NATO’cuların bizzat kendilerinin yarattığı ve finanse edip silahlandırdığı bir canavar olan “İslami Devlet”in fundamentalist terörüne karşı sözde mücadele adına emperyalistler bölgemizdeki saldırganlıklarını arttırmaktadırlar. Bölgenin doğal zenginliğinin ve enerji yollarının kontrolü uğruna ölüm saçmakta, milyonlarca insanın yerlerini, yurtlarını terk ederek, göçmen olmalarına neden olmaktadırlar. Bütün halkların yaşamda kalabilmek ve özgürlük için verdikleri mücadelelerle dayanışma içerisindeyiz. İçinden geçtiğimiz bu kritik dönemde, tüm dünyada kalıcı barışın ve sosyal adaletin hâkim olması için antiemperyalist mücadeleyi yoğunlaştırıyoruz.

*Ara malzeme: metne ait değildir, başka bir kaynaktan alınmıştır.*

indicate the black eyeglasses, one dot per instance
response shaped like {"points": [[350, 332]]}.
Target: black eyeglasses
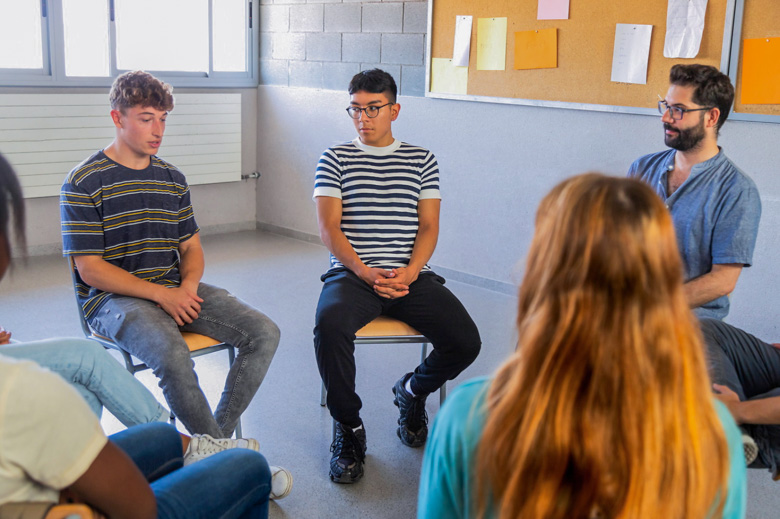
{"points": [[371, 111], [676, 111]]}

Aynı zamanda, iki toplumun liderleri arasında devam eden müzakere sürecine seyirci kalmıyoruz. İşgale, emperyalizme ve faşizme karşı geniş bir halk cephesi için halkımızın verdiği mücadeleyi öne çıkararak, Kıbrıslırum-Kıbrıslıtürk, Kıbrıs gençliğini ortak mücadele doğrultusunda harekete geçmeye çağırıyoruz. Biz, ülkemizin genç nesilleri olarak, yeniden birleşmiş ve özgür bir Kıbrıs’ta ortak mücadelelerimizin, ortak geleceğimizin yolunu açmak için ortak faaliyetleri sürekli olarak geliştiriyoruz. Kıbrıslırum, Kıbrıslıtürk, Ermeni, Maronit ve Latin, bütün Kıbrıslıların kendi ortak vatanlarının en nihayet gerçek efendileri olacakları gün gelecektir. İşgalden ve taksimden kurtulmamız, yurdumuzun ve halkımızın kurtuluşu ve yeniden birleşmesi için mücadelemizi sürdürüyoruz.

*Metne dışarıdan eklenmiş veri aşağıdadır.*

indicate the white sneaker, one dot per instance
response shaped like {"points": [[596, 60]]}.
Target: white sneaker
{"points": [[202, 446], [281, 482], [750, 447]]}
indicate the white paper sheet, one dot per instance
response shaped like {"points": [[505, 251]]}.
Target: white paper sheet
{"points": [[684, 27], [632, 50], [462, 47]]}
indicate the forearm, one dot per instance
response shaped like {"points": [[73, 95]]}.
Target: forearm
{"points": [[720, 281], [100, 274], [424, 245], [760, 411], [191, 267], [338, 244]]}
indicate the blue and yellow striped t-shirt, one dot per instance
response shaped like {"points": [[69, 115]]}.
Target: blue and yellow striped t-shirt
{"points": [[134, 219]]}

Bunun başarılabilmesi için, Cumhurbaşkanı Anastasiadis temel ilkelerde istikrarlı olup, müzakerelerde esneklik göstermelidir. BM kararlarında belirtildiği şekilde iki toplumun siyasi eşitliğinin olacağı, iki bölgeli iki toplumlu federasyon için üzerinde anlaşmaya varılacak çözümü halka sunabilmek için çalışmalıdır. Tek egemenliği, tek uluslararası kimliği ve tek vatandaşlığı olacak bir devlete götürecek bir çözüm için çalışmalıdır. Çözüm bizi garantör güçlerden, “ana vatan”lardan kurtarmalıdır. Ülkemizin NATO’ya ve onun yan kollarına girmemesini güvence altına almalıdır. Sadece ve sadece böyle bir çözümle geleceğe umutla bakabiliriz. Sadece ve sadece böyle bir çözümü savunuyoruz, destekliyoruz. Böyle bir çözüme mümkün olan en kısa zamanda ulaşmak için mücadele ediyoruz.

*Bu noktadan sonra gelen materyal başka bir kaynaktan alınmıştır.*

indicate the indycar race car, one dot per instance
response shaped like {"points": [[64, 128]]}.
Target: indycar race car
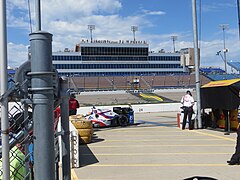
{"points": [[106, 117]]}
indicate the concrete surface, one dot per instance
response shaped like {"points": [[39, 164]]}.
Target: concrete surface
{"points": [[157, 149]]}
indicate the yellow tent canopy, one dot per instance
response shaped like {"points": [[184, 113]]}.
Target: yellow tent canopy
{"points": [[223, 94]]}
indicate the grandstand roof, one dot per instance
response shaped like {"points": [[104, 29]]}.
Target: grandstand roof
{"points": [[235, 65]]}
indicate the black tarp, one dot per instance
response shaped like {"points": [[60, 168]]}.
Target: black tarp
{"points": [[222, 94]]}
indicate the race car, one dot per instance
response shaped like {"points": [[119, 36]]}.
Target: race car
{"points": [[107, 117]]}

Bu kritik saatlerde, iki toplumun yeniden yakınlaşması, dostluk ve barış içinde bir arada yaşamaları için mücadele bayrağını yükseltmek tarihi sorumluluğumuzdur.
Kıbrıslırumların ve Kıbrıslıtürklerin aynı mahallelerde, aynı işyerlerinde, sınıf mücadelesinin aynı saflarında birlikte olacakları, aynı gökyüzü altında barış ve refah içerisindeki bir Kıbrıs’ta hepimizin ve çocuklarımızın ortak geleceğimizi birlikte inşa edeceğimiz günün er ya da geç geleceği ortak inancımızdır.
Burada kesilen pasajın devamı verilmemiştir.